Image Credit & Copyright: Sean Parker of http://www.sean-parker.com/. CLICK image for larger view and look below for information and links.
This is the last post in the “Science in the Setting Sun” series and those that know me know that this phenomenon is one of my very favorite of them all, especially during times of the Full Moon. It’s called, “Earth Shadow and the Belt of Venus” and it’s a tri-tone masterpiece in the evening sky during sunset and in the morning sky at sunrise.
Everyone loves sunsets; that beautiful life giving star dropping below the horizon as the Earth rotates us away from it for the night. The sky, clouds and even the Sun itself transitions from yellow mid-frequency visible light to lower frequency orange and red. It’s truly a science lesson in and of itself displayed in the form of color on the sky.
But……have you ever taken a moment, as the sun has fallen below the western horizon, to turn around and see what’s taking place behind you in the east?
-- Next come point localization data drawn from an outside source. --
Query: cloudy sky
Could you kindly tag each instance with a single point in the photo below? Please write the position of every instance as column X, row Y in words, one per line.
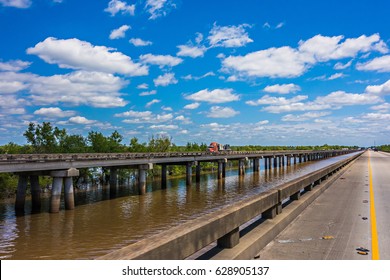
column 241, row 72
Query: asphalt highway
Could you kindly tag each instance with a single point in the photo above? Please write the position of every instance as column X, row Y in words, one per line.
column 350, row 220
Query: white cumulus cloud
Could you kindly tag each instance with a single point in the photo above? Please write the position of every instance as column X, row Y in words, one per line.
column 229, row 36
column 116, row 6
column 214, row 96
column 16, row 3
column 120, row 32
column 137, row 42
column 165, row 80
column 379, row 64
column 161, row 60
column 158, row 8
column 14, row 65
column 76, row 54
column 282, row 89
column 222, row 112
column 54, row 112
column 382, row 89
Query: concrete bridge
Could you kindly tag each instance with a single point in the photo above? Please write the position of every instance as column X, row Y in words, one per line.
column 62, row 167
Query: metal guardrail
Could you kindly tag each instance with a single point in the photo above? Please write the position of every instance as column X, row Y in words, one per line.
column 186, row 239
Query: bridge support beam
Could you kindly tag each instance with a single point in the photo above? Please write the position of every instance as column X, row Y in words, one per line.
column 113, row 176
column 68, row 193
column 61, row 177
column 189, row 173
column 21, row 193
column 198, row 170
column 241, row 167
column 35, row 193
column 164, row 176
column 142, row 171
column 256, row 165
column 222, row 168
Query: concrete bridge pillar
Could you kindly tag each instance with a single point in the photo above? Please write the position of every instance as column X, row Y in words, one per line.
column 113, row 176
column 198, row 170
column 56, row 190
column 68, row 193
column 241, row 167
column 58, row 181
column 222, row 168
column 256, row 165
column 35, row 193
column 142, row 171
column 189, row 173
column 21, row 193
column 163, row 176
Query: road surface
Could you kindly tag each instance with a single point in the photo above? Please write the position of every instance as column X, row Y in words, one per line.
column 354, row 212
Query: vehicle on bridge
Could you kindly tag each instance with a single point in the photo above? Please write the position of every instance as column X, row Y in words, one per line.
column 215, row 147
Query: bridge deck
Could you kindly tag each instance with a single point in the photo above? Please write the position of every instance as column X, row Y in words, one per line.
column 339, row 221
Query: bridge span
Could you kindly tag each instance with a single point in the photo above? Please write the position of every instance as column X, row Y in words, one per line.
column 62, row 167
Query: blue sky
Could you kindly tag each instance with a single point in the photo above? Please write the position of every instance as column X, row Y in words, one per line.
column 239, row 72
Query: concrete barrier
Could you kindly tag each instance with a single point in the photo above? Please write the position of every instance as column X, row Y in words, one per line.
column 223, row 225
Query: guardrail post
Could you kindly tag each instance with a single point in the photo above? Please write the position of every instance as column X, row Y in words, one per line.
column 270, row 213
column 295, row 196
column 230, row 239
column 35, row 193
column 21, row 193
column 309, row 188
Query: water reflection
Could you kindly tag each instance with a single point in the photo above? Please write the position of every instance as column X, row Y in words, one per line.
column 110, row 217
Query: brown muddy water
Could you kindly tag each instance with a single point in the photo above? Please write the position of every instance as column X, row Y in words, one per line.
column 104, row 220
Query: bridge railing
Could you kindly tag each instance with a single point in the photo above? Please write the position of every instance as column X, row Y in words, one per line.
column 7, row 158
column 222, row 225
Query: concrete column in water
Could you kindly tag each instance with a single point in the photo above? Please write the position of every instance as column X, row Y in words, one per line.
column 113, row 176
column 35, row 193
column 189, row 173
column 56, row 190
column 256, row 165
column 241, row 167
column 58, row 180
column 163, row 176
column 21, row 193
column 68, row 193
column 222, row 168
column 142, row 171
column 198, row 170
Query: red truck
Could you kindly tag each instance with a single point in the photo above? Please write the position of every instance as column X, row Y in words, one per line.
column 215, row 147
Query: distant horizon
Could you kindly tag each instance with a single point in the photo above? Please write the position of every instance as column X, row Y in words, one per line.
column 250, row 72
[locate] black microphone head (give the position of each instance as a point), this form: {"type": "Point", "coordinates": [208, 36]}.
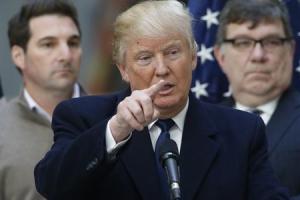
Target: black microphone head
{"type": "Point", "coordinates": [168, 149]}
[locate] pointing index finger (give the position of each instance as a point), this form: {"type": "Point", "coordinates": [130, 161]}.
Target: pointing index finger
{"type": "Point", "coordinates": [154, 89]}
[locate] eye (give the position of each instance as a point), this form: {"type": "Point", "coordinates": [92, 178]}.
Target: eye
{"type": "Point", "coordinates": [272, 42]}
{"type": "Point", "coordinates": [173, 53]}
{"type": "Point", "coordinates": [74, 43]}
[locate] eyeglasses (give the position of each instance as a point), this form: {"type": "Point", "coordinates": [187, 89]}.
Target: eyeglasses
{"type": "Point", "coordinates": [271, 44]}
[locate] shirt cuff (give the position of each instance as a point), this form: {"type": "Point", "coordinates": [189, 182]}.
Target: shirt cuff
{"type": "Point", "coordinates": [111, 145]}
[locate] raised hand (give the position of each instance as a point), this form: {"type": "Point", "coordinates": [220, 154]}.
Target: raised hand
{"type": "Point", "coordinates": [135, 112]}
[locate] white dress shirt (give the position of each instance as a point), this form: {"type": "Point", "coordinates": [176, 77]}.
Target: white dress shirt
{"type": "Point", "coordinates": [34, 106]}
{"type": "Point", "coordinates": [175, 132]}
{"type": "Point", "coordinates": [267, 109]}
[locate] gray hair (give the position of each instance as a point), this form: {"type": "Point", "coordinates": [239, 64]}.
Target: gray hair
{"type": "Point", "coordinates": [254, 11]}
{"type": "Point", "coordinates": [151, 19]}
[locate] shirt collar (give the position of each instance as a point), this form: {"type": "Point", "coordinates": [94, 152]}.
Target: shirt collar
{"type": "Point", "coordinates": [34, 106]}
{"type": "Point", "coordinates": [178, 119]}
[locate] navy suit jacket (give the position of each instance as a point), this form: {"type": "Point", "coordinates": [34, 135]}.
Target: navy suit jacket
{"type": "Point", "coordinates": [283, 136]}
{"type": "Point", "coordinates": [223, 156]}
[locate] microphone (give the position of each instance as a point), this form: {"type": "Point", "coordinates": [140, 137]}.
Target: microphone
{"type": "Point", "coordinates": [169, 158]}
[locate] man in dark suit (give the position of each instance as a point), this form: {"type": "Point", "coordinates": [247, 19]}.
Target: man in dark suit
{"type": "Point", "coordinates": [44, 37]}
{"type": "Point", "coordinates": [104, 145]}
{"type": "Point", "coordinates": [255, 49]}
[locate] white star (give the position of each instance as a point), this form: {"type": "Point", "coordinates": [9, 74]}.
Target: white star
{"type": "Point", "coordinates": [210, 18]}
{"type": "Point", "coordinates": [200, 89]}
{"type": "Point", "coordinates": [205, 54]}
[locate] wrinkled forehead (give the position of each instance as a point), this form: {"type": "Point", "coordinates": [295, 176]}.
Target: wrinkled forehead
{"type": "Point", "coordinates": [265, 27]}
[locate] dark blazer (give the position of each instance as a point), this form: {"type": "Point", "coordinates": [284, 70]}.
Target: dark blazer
{"type": "Point", "coordinates": [223, 156]}
{"type": "Point", "coordinates": [283, 136]}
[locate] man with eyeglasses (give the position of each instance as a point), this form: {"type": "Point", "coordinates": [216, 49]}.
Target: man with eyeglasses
{"type": "Point", "coordinates": [255, 50]}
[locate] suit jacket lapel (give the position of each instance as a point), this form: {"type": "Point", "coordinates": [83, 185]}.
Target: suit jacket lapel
{"type": "Point", "coordinates": [282, 117]}
{"type": "Point", "coordinates": [139, 160]}
{"type": "Point", "coordinates": [198, 150]}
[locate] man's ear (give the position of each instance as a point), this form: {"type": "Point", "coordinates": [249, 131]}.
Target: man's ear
{"type": "Point", "coordinates": [123, 70]}
{"type": "Point", "coordinates": [18, 56]}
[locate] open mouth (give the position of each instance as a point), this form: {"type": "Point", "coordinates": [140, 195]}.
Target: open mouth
{"type": "Point", "coordinates": [167, 89]}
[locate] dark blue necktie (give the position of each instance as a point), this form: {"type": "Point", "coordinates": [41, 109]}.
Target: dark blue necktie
{"type": "Point", "coordinates": [165, 125]}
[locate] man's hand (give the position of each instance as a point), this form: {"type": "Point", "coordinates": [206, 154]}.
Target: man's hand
{"type": "Point", "coordinates": [135, 112]}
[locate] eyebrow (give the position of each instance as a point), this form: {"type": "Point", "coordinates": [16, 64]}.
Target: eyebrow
{"type": "Point", "coordinates": [74, 36]}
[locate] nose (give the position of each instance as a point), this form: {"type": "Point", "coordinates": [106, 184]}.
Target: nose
{"type": "Point", "coordinates": [161, 66]}
{"type": "Point", "coordinates": [258, 53]}
{"type": "Point", "coordinates": [64, 52]}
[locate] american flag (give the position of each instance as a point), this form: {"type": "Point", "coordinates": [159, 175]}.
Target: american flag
{"type": "Point", "coordinates": [209, 82]}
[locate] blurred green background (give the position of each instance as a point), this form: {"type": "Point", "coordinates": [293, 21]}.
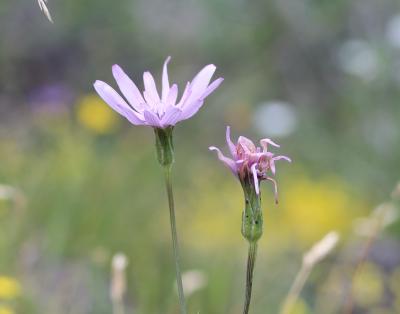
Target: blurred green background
{"type": "Point", "coordinates": [79, 184]}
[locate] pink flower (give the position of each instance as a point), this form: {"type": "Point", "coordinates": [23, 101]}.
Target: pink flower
{"type": "Point", "coordinates": [251, 161]}
{"type": "Point", "coordinates": [151, 108]}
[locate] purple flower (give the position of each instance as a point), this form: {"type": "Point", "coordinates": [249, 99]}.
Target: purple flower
{"type": "Point", "coordinates": [151, 108]}
{"type": "Point", "coordinates": [251, 161]}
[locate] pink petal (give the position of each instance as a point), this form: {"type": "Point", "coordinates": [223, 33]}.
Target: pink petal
{"type": "Point", "coordinates": [272, 166]}
{"type": "Point", "coordinates": [165, 81]}
{"type": "Point", "coordinates": [152, 119]}
{"type": "Point", "coordinates": [227, 161]}
{"type": "Point", "coordinates": [200, 83]}
{"type": "Point", "coordinates": [150, 86]}
{"type": "Point", "coordinates": [232, 147]}
{"type": "Point", "coordinates": [212, 87]}
{"type": "Point", "coordinates": [128, 88]}
{"type": "Point", "coordinates": [171, 116]}
{"type": "Point", "coordinates": [275, 189]}
{"type": "Point", "coordinates": [185, 95]}
{"type": "Point", "coordinates": [191, 110]}
{"type": "Point", "coordinates": [255, 177]}
{"type": "Point", "coordinates": [264, 143]}
{"type": "Point", "coordinates": [172, 95]}
{"type": "Point", "coordinates": [115, 101]}
{"type": "Point", "coordinates": [282, 157]}
{"type": "Point", "coordinates": [247, 145]}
If you’re lucky and have a large open horizon you may see a dark gray layer in the sky that stretches across the land in a long arc. Directly above that gray you will see a pinkish-orange layer covering it and above that, the light blue daytime sky. That gray layer is the actual shadow of the Earth cast upon the sky in the east as the Sun sets in the west and it’s vast. If you are on top of a mountain or at the beach and have a wide open horizon you may have to actually turn your head to see the entire shadow as it arcs with the arc of the Earth itself.
That pink-orange layer above the Earth’s shadow is an anti-twilight arch called the “Belt of Venus” and it’s due to the scattering of sunlight interacting with the blue of the sky just above.
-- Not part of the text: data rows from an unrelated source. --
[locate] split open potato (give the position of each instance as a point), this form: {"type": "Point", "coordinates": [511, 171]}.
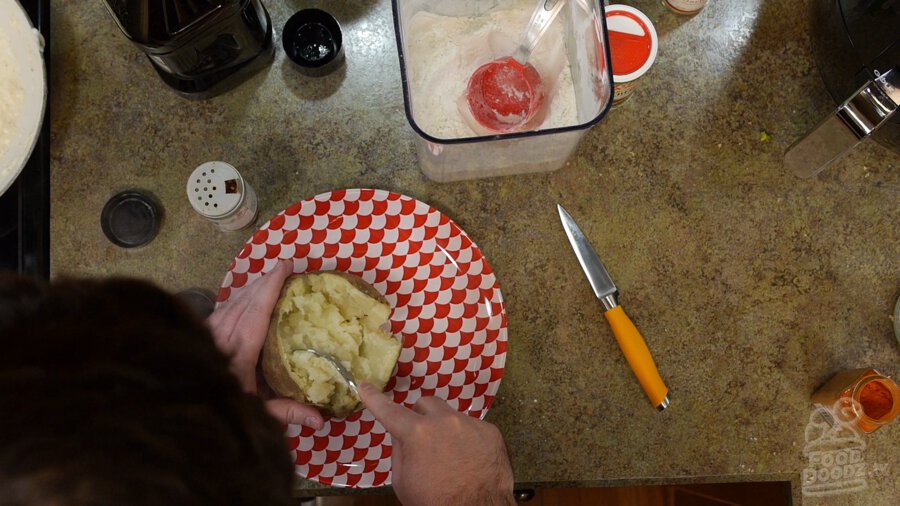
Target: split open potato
{"type": "Point", "coordinates": [333, 313]}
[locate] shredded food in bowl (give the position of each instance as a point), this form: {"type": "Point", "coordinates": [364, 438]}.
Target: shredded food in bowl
{"type": "Point", "coordinates": [12, 93]}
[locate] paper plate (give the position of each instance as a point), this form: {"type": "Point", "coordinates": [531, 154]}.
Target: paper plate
{"type": "Point", "coordinates": [446, 308]}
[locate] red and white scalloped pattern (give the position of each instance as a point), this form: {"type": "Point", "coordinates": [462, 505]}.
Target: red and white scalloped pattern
{"type": "Point", "coordinates": [446, 308]}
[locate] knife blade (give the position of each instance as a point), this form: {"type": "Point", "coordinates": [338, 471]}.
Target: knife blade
{"type": "Point", "coordinates": [629, 338]}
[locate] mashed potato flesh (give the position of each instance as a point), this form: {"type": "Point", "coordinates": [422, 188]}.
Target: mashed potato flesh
{"type": "Point", "coordinates": [327, 313]}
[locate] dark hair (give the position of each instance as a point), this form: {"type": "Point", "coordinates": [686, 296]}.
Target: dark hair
{"type": "Point", "coordinates": [112, 392]}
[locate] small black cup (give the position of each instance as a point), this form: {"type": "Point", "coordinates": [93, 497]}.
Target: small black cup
{"type": "Point", "coordinates": [312, 39]}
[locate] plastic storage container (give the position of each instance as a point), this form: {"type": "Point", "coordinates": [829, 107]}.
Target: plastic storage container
{"type": "Point", "coordinates": [471, 155]}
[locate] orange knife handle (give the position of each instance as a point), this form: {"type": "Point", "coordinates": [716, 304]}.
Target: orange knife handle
{"type": "Point", "coordinates": [638, 356]}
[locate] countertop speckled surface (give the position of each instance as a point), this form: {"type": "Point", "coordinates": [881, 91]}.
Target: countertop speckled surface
{"type": "Point", "coordinates": [751, 286]}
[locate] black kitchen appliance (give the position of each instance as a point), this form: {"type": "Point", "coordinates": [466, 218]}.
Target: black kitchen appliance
{"type": "Point", "coordinates": [25, 206]}
{"type": "Point", "coordinates": [200, 48]}
{"type": "Point", "coordinates": [857, 49]}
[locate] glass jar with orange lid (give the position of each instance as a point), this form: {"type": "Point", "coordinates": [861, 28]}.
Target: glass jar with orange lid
{"type": "Point", "coordinates": [862, 398]}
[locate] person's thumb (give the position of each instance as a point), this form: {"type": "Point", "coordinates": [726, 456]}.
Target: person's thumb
{"type": "Point", "coordinates": [291, 411]}
{"type": "Point", "coordinates": [398, 420]}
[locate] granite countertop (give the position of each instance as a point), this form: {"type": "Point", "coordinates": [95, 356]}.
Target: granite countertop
{"type": "Point", "coordinates": [751, 286]}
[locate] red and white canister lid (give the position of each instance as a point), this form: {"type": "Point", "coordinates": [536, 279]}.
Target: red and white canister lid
{"type": "Point", "coordinates": [633, 45]}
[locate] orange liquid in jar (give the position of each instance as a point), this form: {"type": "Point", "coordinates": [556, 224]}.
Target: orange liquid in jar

Watch for a while as the Sun gets further and further below the horizon, the Earth Shadow and Belt of Venus rise higher and higher into the twilight sky until night consumes them both.
Two points to make; first I want to remind you that even though were talking about sunset this phenomenon just as readily takes place during sunrise. As the Sun rises in the east, the Earth Shadow and Belt of Venus will appear in the western sky and gradually get lower and lower until it reaches the horizon to begin the day.
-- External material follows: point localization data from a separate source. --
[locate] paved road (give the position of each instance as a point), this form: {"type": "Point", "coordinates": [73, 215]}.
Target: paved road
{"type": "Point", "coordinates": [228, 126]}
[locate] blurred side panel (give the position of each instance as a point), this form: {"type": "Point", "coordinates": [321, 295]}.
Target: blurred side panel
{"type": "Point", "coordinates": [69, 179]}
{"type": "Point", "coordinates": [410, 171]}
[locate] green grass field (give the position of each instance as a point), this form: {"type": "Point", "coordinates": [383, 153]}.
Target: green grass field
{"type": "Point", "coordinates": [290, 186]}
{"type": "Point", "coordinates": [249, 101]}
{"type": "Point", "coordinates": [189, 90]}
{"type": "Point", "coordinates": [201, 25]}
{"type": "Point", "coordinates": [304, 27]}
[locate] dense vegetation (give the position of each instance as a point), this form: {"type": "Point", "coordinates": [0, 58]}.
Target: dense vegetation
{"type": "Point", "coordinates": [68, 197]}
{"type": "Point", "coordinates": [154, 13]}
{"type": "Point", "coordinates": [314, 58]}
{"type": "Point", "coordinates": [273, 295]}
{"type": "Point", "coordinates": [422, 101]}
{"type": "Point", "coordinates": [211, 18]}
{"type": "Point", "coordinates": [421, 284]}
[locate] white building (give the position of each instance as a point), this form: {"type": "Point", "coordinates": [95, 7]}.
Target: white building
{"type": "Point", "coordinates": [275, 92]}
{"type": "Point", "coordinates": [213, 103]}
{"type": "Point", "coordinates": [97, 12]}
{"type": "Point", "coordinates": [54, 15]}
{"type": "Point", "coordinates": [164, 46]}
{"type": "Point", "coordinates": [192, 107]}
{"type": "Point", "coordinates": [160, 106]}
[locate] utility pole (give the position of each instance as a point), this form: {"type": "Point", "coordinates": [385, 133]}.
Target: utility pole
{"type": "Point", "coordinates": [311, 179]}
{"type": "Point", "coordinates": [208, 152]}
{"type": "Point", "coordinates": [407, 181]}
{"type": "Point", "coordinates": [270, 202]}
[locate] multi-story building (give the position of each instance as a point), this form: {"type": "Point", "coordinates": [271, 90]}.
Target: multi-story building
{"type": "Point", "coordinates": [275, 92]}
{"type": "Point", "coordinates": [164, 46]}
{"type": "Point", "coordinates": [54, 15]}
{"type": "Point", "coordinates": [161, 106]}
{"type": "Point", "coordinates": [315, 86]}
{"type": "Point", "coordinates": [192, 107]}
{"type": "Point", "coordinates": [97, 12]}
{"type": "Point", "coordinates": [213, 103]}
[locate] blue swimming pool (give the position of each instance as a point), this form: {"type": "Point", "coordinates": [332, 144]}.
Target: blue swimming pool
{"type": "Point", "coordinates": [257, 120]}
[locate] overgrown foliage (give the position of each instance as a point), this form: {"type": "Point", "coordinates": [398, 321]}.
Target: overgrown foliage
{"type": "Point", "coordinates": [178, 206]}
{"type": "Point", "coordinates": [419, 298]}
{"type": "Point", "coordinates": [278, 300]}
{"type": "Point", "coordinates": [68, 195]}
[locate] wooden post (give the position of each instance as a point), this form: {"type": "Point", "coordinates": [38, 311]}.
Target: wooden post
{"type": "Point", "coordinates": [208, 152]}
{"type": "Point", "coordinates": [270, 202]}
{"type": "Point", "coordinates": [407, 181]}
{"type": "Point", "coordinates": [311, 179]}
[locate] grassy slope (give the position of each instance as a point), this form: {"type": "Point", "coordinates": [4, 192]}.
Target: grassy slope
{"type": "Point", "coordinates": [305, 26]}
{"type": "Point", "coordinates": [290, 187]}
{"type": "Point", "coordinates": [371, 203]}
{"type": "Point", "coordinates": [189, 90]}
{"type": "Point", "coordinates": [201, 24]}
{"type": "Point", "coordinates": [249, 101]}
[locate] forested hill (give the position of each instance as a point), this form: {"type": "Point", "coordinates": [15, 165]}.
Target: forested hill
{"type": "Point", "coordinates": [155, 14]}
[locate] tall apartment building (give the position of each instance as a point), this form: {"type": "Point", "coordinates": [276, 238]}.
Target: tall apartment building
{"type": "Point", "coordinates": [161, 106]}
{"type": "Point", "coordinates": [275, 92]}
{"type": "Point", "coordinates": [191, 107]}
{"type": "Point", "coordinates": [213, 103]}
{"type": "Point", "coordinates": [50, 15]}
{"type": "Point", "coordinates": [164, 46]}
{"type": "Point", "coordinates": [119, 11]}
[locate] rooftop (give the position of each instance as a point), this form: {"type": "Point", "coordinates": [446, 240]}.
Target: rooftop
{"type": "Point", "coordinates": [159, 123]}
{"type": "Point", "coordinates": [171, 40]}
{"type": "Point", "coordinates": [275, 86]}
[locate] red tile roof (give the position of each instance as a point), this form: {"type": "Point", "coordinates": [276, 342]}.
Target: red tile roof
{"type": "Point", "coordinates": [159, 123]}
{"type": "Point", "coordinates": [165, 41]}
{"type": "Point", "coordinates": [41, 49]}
The second point I want to emphasize is that if you really want a treat go see this phenomenon during the Full Moon phase. As the Full Moon is a form of opposition you will be able to see the yellow/orange full lunar disk nested firmly within the color layers. Sometimes, depending on the time of year and your location on Earth, the Sun will be on one horizon while the Full Moon is on the other. Every time I see that (you need two clear open horizons obviously) I have to take pause and really appreciate what I’m looking at. I look to the Moon and think “That 2160 mile wide rock over there 240,000 miles away and created by something the size of Mars impacting Earth is being illuminated by that 865,000 mile wide fusion reactor over there, 93,000,000 miles away in that direction.”
When you actually stand there and can turn your head from side to side and literally see them both on opposite horizons and understand what’s going on it’s an amazing lesson in perspective.